Un appel vibrant à la justice et à la fraternité
Au cœur de cette mobilisation : la lettre bouleversante de ses deux filles, Sabeha et Nawel Sansal, lue dans l’hémicycle. « Notre père est en prison pour avoir refusé de se taire », écrivent-elles, dénonçant l’acharnement dont est victime l’auteur du Serment des barbares, incarcéré depuis plus de 170 jours en dépit de son âge et d’un cancer en phase avancée. Les mots des deux jeunes femmes ont réveillé les consciences : « Vous allez faire résonner dans le silence des geôles la force du mot fraternité. »
Une ovation a salué cette prise de parole. Le ministre des Affaires étrangères Jean-Noël Barrot, présent dans l’hémicycle, a rappelé le soutien du gouvernement français. Quant aux députés, ils ont voté massivement (307 voix pour) cette résolution, malgré le refus de LFI et l’abstention des communistes. Seule une France fidèle à ses valeurs peut s’ériger en protectrice des droits fondamentaux.

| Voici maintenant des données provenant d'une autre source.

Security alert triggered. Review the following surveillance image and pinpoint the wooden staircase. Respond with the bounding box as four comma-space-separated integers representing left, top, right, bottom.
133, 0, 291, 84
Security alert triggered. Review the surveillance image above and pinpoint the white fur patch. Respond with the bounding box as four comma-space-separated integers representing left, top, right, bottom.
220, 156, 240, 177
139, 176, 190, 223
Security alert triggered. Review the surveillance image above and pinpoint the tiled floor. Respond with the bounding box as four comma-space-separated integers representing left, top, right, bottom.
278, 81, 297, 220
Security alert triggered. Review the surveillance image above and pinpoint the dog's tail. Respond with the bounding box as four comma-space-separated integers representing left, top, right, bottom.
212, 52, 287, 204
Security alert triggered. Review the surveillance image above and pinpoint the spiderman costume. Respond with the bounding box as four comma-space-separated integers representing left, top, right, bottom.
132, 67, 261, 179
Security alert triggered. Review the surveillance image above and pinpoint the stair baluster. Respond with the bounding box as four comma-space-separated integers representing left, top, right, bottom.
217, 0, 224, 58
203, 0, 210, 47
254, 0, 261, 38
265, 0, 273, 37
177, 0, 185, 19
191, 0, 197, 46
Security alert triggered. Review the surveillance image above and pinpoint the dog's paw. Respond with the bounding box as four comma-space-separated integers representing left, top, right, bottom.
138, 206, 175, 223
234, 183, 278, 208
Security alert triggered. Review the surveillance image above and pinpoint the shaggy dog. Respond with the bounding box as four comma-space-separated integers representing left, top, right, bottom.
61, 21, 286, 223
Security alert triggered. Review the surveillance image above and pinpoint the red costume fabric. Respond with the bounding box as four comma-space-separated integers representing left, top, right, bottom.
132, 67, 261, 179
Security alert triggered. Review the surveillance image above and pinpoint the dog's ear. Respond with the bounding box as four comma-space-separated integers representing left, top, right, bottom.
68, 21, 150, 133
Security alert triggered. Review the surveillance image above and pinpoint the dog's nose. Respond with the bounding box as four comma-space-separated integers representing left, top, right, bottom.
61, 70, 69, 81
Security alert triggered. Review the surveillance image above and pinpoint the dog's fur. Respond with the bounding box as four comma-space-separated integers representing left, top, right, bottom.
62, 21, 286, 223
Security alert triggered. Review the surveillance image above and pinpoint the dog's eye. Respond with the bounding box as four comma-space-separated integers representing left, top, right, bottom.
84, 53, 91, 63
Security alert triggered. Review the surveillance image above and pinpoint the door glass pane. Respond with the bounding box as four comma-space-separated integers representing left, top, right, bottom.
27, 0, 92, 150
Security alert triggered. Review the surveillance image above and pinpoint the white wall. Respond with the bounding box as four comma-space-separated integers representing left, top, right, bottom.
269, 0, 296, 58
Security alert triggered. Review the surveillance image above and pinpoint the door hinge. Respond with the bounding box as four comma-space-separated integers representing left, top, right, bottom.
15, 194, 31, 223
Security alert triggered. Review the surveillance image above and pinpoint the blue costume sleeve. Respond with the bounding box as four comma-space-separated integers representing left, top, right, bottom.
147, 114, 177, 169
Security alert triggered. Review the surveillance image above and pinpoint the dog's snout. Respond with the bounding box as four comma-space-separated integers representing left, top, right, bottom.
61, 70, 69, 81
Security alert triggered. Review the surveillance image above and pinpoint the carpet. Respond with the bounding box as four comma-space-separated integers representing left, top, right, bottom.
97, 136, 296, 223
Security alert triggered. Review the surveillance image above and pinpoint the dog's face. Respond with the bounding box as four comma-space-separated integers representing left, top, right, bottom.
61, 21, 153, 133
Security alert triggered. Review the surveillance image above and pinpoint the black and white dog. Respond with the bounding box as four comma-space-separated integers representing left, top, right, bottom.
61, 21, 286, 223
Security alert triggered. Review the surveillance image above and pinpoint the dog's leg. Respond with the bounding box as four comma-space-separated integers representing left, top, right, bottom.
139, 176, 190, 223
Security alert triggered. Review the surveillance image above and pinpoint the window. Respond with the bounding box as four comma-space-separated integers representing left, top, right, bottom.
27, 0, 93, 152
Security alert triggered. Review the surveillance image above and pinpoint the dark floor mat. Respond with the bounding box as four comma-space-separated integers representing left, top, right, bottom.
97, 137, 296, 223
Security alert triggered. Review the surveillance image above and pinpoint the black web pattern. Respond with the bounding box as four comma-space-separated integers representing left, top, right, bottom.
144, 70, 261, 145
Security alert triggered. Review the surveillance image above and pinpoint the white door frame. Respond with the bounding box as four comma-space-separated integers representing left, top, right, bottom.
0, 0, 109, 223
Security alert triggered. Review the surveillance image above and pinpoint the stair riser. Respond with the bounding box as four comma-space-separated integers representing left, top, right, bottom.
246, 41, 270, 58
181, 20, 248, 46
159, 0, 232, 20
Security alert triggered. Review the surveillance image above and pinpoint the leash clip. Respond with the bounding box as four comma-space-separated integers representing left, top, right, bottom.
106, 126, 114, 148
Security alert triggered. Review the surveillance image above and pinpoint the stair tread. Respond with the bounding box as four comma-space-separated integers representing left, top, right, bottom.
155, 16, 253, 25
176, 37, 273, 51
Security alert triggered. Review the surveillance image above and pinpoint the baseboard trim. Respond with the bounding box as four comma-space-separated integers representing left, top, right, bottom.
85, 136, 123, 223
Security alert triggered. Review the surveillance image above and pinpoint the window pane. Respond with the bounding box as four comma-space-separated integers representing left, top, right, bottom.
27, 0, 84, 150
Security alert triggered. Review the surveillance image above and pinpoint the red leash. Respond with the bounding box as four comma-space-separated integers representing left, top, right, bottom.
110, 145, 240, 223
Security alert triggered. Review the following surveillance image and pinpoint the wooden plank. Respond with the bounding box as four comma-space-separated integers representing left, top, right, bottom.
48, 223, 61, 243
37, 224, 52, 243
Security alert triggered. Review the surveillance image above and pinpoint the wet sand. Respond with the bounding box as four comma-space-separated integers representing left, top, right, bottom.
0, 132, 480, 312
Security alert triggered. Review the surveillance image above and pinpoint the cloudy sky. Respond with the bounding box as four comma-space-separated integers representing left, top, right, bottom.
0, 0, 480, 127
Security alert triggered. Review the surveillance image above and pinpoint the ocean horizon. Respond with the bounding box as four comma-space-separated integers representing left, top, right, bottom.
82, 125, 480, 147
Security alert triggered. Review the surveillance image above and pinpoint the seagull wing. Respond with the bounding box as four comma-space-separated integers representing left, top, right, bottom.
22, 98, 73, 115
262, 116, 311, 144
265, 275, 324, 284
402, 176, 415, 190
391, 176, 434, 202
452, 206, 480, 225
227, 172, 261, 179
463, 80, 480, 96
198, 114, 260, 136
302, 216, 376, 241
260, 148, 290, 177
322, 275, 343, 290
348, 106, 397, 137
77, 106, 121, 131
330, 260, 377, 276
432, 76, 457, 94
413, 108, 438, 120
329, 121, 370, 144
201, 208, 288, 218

Un écrivain pris au piège du pouvoir algérien
Boualem Sansal est accusé en Algérie d’« atteinte à l’intégrité du territoire », pour avoir évoqué dans un entretien le découpage colonial des frontières avec le Maroc. Une parole d’écrivain transformée en crime d’État. Derrière cette détention arbitraire se cache la volonté du régime de réduire au silence l’un des derniers écrivains libres du Maghreb, dont les romans dénoncent depuis des années la dérive autoritaire et l’emprise islamiste.
Sa détention, qui survient dans un climat tendu entre Paris et Alger, est un test pour les démocraties occidentales. En saluant la mémoire vivante d’un homme de lettres, l’Assemblée française a montré que l’honneur de la République réside aussi dans sa capacité à défendre ceux qui parlent au nom de la liberté. À présent, il reste à espérer que cet acte fort pèse sur la diplomatie, et qu’un homme dont les seuls crimes sont d’écrire et de penser puisse enfin recouvrer la liberté.